Well, than it looks more like a driver issue. The kernel output will probably help.

ricar

Hi,
I found this messages in serial console:
Unable to handle kernel paging request at virtual address 000103ec
Internal error: Oops: 17 [#2] PREEMPT SMP ARM
Unable to handle kernel NULL pointer dereference at virtual address 00000168
Modules linked in:[83814.799501]
LR is at __raw_spin_lock+0x20/0x94
pc : [<c001c224>]    lr : [<c0584848>]    psr: 60000013
sp : d162fc00  ip : 00000000  fp : d162fc2c
r10: c083a658  r9 : d162e000  r8 : 00000001
r7 : d162e000  r6 : 00000000  r5 : c083f940  r4 : 00000000
r3 : 00000000  r2 : d162fbf0  r1 : d162e000  r0 : 00000001
r3 : 00000000  r2 : d162fbf0  r1 : d162e000  r0 : 00000001
Flags: nZCv  IRQs on  FIQs on  Mode SVC_32  ISA ARM  Segment user
......
......
kernel:[83814.585336] Stack: (0xd162ff2c to 0xd1630000)
kernel:[83814.596806] ff20:    <1>Fixing recursive fault but reboot is needed!

P.S. This messages are displayed in serial console and in ssh console. Now I'm enable to send command using serial and ssh console but the device respond to ping request.

JohnS

If it's always the same message (you must check) then it's maybe a driver or kernel bug but if it changes it may well be bad power or RFI/EMI.

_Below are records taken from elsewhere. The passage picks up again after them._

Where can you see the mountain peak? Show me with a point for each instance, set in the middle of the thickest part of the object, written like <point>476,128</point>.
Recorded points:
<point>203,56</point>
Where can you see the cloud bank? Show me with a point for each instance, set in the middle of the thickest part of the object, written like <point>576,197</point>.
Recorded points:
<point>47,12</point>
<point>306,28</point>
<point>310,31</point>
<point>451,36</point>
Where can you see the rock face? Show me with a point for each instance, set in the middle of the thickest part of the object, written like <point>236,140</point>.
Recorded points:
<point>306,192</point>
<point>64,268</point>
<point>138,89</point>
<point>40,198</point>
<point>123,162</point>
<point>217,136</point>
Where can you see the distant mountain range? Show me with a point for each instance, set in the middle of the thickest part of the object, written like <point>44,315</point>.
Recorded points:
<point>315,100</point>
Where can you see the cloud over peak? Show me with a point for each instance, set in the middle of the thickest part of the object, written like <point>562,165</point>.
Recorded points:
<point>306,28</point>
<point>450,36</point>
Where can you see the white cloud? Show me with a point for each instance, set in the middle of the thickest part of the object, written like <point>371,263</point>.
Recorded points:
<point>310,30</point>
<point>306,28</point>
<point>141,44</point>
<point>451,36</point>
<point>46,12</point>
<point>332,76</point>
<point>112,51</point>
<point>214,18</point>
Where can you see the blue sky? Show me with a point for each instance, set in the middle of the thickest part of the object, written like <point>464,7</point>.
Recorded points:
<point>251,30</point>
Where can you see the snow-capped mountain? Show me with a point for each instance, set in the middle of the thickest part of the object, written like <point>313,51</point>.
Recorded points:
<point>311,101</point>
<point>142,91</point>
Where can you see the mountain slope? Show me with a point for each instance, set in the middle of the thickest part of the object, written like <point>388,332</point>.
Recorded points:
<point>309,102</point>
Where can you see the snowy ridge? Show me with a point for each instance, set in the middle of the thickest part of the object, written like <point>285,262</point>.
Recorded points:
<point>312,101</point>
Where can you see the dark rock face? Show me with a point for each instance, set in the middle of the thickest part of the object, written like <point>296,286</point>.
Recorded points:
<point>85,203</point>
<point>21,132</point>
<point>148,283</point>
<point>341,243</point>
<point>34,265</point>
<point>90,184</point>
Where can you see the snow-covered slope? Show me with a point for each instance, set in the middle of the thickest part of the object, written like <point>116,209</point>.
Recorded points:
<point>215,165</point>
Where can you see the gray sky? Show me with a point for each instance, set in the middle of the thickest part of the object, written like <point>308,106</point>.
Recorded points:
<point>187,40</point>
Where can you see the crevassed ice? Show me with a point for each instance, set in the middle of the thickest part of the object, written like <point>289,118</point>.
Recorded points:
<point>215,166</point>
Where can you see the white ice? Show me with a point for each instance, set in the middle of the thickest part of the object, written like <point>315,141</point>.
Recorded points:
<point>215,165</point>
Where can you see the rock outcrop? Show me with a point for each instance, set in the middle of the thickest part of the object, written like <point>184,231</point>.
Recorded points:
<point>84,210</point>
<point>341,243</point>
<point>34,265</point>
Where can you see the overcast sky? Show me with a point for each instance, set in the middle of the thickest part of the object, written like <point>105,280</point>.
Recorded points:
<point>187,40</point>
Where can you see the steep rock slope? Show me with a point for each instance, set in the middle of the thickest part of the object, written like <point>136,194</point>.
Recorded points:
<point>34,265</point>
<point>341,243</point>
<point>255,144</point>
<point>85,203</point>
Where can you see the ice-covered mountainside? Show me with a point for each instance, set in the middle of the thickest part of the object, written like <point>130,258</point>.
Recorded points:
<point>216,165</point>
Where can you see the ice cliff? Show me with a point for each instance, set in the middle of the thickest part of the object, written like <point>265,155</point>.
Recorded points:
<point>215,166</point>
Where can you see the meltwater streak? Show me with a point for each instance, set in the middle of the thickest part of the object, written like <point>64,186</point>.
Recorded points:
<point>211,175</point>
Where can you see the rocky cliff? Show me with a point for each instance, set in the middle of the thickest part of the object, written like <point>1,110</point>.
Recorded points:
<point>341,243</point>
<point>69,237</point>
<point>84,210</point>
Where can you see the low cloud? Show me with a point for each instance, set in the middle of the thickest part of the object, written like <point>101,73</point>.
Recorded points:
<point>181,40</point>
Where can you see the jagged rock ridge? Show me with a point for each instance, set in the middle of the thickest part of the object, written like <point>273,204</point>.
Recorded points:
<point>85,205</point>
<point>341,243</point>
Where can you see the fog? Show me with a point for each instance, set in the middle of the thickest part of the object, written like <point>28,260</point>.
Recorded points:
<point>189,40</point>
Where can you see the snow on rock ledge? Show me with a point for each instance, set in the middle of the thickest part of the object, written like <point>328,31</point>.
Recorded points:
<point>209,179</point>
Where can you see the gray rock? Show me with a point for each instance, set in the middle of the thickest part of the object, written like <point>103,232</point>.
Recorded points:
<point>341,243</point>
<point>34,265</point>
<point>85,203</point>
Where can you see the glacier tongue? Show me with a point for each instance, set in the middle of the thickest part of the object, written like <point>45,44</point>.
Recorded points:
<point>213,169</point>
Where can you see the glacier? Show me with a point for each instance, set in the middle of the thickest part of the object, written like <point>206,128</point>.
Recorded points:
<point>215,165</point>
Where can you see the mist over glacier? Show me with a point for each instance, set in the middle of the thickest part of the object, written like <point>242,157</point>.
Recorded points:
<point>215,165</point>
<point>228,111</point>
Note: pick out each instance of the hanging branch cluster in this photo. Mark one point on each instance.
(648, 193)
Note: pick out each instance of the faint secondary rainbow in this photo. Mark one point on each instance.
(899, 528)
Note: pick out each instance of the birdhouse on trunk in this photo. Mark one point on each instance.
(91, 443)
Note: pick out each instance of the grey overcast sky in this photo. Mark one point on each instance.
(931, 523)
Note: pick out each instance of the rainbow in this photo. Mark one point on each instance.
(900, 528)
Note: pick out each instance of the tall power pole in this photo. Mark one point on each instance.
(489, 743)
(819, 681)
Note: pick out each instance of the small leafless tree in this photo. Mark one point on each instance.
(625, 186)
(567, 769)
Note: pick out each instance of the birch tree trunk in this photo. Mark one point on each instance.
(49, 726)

Try another kernel if you think it may be the kernel.

John


soenke

You need to replace the uImage-file in the boot-partition as well as the modules-directory in /lib/modules.

ricar

I updated Wheezy to Jessie but after reboot the "uname -a" command displays the old version of kernel (3.4.102).
In lib/modules directory there are  modules of the new version (3.16.0-4-armp) and in boot directory there are this file:

config-3.16.0-4-armmp      script.bin                 uImage
initrd.img-3.16.0-4-armmp  System.map-3.16.0-4-armmp  vmlinuz-3.16.0-4-armmp

Why "uname -a" doesn't display the new version of Kernel?
P.S. cat /etc/debian_version command displays the new version 8.4.


soenke

I didnt even know that 3.16 mainline can boot on a A20 :)
I thought there is a separate boot-partition on the sd-card containing the kernel?
Maybe you should try one of igors kernels, he has a 4.4 or 4.5 ready for download and install. But you will need to update uboot (bootloader) also. Even with a small tutorial afaik. Just search the forum for his posts, there are multiple topics about this.

ricar

My device doesn't boot from sd-card but from NAND. I think that the device boot from uImage that is in /boot directory. Is not correct?